Stocks closed the week with a bang, but that’s nothing compared to what’s in store next week. Between dozens of companies reporting their Q2 results, and Ben Bernanke speaking before Congress on Tuesday and Wednesday, I am looking for a spike in volatility that may last all week long. Yesterday, the Dow Jones Industrial Average (chart) closed up 203.82 points, the Nasdaq (chart) +42.28, the S&P 500 (chart) +22.02 and the Russell 2000 (chart) +11.37. With all that’s in store next week, I am also looking at the technicals to see if these key indices can breakout of their respective trading zones. What was impressive to me yesterday is that all four indices either held, or moved and closed above their 50-day moving averages.

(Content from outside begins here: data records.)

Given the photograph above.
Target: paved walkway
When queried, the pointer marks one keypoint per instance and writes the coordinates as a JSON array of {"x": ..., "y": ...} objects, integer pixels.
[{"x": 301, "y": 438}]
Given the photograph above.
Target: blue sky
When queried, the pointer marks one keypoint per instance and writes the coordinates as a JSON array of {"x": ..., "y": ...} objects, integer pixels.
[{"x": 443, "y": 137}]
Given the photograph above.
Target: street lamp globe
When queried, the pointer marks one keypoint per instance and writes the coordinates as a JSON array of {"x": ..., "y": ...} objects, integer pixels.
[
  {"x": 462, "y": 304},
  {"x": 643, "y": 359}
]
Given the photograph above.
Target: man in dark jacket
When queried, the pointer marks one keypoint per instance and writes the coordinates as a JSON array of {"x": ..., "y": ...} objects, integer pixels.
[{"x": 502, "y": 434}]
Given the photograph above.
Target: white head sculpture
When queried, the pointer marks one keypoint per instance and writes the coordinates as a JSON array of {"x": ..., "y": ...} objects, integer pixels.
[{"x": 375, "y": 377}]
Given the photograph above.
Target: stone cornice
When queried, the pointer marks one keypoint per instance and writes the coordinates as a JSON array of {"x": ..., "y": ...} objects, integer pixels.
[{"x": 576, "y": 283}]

With earnings reporting season kicking into high gear, I would expect that this will be the catalyst to whether the markets breakout or breakdown. On Monday all eyes will be on Citigroup (NYSE: C), followed by reports out of Goldman Sachs (NYSE: GS), Intel (NasdaqGS: INTC) and Yahoo (NasdaqGS: YHOO) on Tuesday. Wednesday we will hear from Bank of America (NYSE: BAC), U.S. Bancorp (NYSE: USB), American Express (NYSE: AXP) and eBay (NasdaqGS: EBAY), just to name a few. Closing out the week, Q2 earnings reports will be issued from Morgan Stanley (NYSE: MS), Phillip Morris (NYSE: PM), Google (NasdaqGS: GOOG), Microsoft (NasdaqGS: MSFT) and General Electric (NYSE: GE).

So as you can see, next week should indeed be a doozy! Good luck to all and happy trading 🙂

~George

One hot June!

And I am not just referring to the hot summer temperatures across the country. Stocks were on fire on Friday capping off the best June for the key indices in over a decade. For the month, the Dow Jones Industrial Average (chart) finished up almost 4%, the Nasdaq (chart) +3.81%, the S&P 500 (chart) +3.96% and the leading small cap index Russell 2000 (chart) gained almost 5% on the month.

Equities got a huge boost on Friday after the European Union agreed that the rescue funds that have been established could be used for their bond markets without compliance to established budgets rules which would increase austerity measures. This caught investors off guard for no one expected such a drastic measure from the EU considering how historically slow their governments have acted during this crises. There now is a level of confidence globally that the EU is finally getting how serious the situation is, and seemingly are prepared to take meaningful action.

Back here at home, the second quarter is over and the markets’ attention will be shifting to corporate earnings reporting season this month. The good news here for stocks is that expectations are very low for Q2 earnings, so if companies are able to demonstrate any signs of growth, this alone could lift markets to new 52 week highs?